O bairro Cidade Tiradentes, no extremo, que faz divisa com Ferraz de Vasconcelos e São Mateus, é permeado por prédios, como uma selva de pedras, mas no seu entorno tem muito verde, que ora causa medo, ora causa orgulho de ver a resistência de alguns campos de várzea. Em meio a tanta alegria das crianças, de repente, aparecem porcos, vacas e bois andando nas ruas… De tudo aparece na Cidade Tiradentes.

O território é povoado por trabalhadores, molecada na porta das escolas e marreteiros no terminal de ônibus. “Cinco da tarde! Bora ver carros, carroças e pessoas a pé!” Todos indo para seus lares, seja nos inúmeros prédios ou nos barracos nas comunidades. Não importa. Estão todos buscando o descanso no bairro dormitório. Afinal, são de duas a três horas para chegar “na cidade”, para vencer mais um dia de trabalho e, finalmente, dizer o tão famoso termo “Sextou!”.

Finais de semana no território, com calor, são muito barulhentos:  carro do ovo, churros, motos com seus “ran tan tans”, sirenes dos carros de polícia e da ambulância; com chuva, é um corre para tirar a roupa do varal, outro corre para proteger as crianças embaixo das camas (já que telhas não se tem mais). “Corre pra avenida de asfalto! O barraco alagou!”.  No outro dia, sol iluminando o asfalto. “Bora pro corre, pedir doação, se juntar com os vizinhos e compartilhar o que se ainda tem”. Afinal, é preciso pelo menos cobrir a cabeça das crianças. É preciso pelo menos secar e ajeitar o que água não levou.

Na escola, o reflexo do final de semana: as crianças caminham livremente e o silêncio muitas vezes faz morada em seus pensamentos, no apuro da noite anterior. Nós, educadores, pensamos: “O que se passa na cabeça delas?” Talvez que amam o sol, porque, apesar da poluição sonora, a mãe não perde tudo o que conquista no dia a dia do trabalho suado, afinal, trabalhar com reciclagem não é ofício fácil.

A vulnerabilidade não se apresenta apenas pelo viés econômico/material. Ela se apresenta dentro de uma linha tênue de pensamento. Esse sujeito que passa por tantas incertezas busca por equilíbrio, busca ser entendido, dentro da complexidade de seu território.

“Como saber o tanto e o que faz um estudante viver uma experiência de vulnerabilidade?
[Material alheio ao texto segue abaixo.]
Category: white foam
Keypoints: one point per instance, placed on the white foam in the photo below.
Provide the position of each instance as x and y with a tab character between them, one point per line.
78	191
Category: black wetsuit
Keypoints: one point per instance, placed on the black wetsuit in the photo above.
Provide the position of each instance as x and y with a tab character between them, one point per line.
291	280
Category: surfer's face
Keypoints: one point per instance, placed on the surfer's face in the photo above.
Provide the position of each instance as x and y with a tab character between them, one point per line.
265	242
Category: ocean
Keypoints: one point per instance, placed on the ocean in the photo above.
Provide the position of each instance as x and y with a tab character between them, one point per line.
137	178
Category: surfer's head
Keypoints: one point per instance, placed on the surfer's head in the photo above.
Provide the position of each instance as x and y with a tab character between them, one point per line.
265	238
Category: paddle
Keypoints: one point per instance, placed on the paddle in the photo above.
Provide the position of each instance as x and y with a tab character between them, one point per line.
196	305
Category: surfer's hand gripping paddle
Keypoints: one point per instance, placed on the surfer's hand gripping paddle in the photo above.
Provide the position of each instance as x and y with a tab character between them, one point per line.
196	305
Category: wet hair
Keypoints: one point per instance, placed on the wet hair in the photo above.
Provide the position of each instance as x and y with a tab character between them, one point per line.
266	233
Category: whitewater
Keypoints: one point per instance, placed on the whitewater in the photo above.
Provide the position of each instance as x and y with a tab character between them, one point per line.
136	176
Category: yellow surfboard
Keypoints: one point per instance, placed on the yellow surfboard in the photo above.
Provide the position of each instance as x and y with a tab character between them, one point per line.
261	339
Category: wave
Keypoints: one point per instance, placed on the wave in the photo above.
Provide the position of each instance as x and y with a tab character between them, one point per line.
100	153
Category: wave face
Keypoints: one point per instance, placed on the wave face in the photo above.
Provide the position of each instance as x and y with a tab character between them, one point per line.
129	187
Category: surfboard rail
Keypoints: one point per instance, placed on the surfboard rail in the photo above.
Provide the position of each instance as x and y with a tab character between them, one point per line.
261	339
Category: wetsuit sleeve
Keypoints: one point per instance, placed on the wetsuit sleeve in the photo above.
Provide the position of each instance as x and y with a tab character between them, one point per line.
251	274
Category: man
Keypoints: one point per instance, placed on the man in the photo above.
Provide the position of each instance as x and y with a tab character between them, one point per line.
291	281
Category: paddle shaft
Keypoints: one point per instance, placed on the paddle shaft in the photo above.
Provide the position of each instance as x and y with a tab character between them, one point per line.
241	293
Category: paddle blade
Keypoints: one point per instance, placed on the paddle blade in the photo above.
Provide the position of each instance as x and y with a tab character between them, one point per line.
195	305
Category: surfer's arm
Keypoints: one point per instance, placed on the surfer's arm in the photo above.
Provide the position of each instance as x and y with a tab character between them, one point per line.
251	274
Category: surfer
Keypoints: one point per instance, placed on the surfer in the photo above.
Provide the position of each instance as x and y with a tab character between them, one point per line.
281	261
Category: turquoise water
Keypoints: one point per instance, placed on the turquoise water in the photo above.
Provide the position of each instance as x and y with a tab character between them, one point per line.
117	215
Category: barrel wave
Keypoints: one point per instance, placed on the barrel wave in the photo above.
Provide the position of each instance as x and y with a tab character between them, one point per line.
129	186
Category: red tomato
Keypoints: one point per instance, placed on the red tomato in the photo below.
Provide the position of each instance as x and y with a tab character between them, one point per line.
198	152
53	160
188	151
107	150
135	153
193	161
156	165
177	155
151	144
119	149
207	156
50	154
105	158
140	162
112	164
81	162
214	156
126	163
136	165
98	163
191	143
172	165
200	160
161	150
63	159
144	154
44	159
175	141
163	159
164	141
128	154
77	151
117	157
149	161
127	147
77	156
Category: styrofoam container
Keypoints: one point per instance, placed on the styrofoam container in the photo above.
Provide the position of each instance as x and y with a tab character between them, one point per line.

Algumas situações são facilmente identificadas pela escola, mas outras, não, porque residem no silêncio daquele que não fala ou na voz daquele que não mais é ouvido”. (São Paulo: Vulnerabilidade e Educação, 2021, p. 17).

Violências existem. Elas estão impostas no cotidiano da periferia, estão muitas vezes estruturadas. E nesse olhar de dentro, o que compõe essas histórias, a mudança no olhar e a mudança para conduzir e impulsionar seus futuros está nas escolas, pois elas, e tudo o que elas representam, crescem, se moldam e se desenvolvem dentro de sua comunidade, junto com essa grande população. Afinal, o espaço escolar também compõe e estrutura esses territórios.

“Sugerimos que se fale da escola não tanto como “um lugar”, e sim como uma manifestação de vida em toda sua complexidade, em toda a sua rede de relações e dispositivos com uma comunidade educativa, que tem um modo institucional de conhecer e de querer ser.” (Imbernón, 2005, p. 96).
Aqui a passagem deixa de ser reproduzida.